The project thus combines operational and structural aspects in an interministerial framework.
16 staff had already been trained in early September by Paris fire brigade (BSPP) specialists in driving the Unimog trucks that will be used for patient transport. They joined the rest of the civil protection unit staff who had just been formed in handling contagious patients by specialists from UIISC 1 (Civil Security Instruction and Intervention Unit 1).

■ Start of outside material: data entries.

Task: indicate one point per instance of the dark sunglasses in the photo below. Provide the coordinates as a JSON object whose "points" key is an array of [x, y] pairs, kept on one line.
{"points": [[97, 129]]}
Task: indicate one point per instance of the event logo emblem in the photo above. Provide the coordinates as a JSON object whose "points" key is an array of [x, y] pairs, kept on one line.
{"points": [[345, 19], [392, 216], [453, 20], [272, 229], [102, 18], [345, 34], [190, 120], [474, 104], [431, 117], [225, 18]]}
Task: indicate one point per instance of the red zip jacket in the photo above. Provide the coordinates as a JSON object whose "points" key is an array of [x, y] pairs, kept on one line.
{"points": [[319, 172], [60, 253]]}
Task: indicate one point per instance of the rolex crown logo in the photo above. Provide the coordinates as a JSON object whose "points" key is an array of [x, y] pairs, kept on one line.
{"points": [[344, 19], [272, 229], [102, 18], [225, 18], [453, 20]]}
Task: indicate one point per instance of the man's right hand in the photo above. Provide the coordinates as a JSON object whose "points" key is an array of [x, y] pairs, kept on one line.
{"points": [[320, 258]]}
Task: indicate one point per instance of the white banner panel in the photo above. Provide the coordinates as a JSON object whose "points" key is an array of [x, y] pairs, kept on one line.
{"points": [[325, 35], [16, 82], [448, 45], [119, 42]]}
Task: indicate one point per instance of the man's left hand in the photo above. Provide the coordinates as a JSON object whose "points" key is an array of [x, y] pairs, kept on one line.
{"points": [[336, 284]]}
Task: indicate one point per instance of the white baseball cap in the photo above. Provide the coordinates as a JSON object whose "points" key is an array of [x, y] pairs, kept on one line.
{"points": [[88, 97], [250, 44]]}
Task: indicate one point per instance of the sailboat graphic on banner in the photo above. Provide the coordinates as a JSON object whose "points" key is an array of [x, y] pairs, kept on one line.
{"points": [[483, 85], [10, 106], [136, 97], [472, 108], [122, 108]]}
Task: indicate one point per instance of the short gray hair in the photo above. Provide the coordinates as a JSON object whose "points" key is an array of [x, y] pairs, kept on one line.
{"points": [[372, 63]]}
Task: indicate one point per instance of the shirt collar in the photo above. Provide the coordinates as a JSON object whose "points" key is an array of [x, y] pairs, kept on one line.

This mission is a very clear part of a “post-Ebola” vision (although the epidemic remains present in Guinea-Conakry) from the Guinean authorities, so that the country can hold the means to respond rapidly in the event of any sort of epidemic; these means were lacking in Guinea when the Ebola epidemic broke out in 2014. It is financed by the Ebola Task Force of the French Ministry of Foreign Affairs and International Development, and financially implemented by Expertise France.
UIISC 1 is particularly involved in this project, as it had already formed the 200 civil protection unit staff between October and December 2014.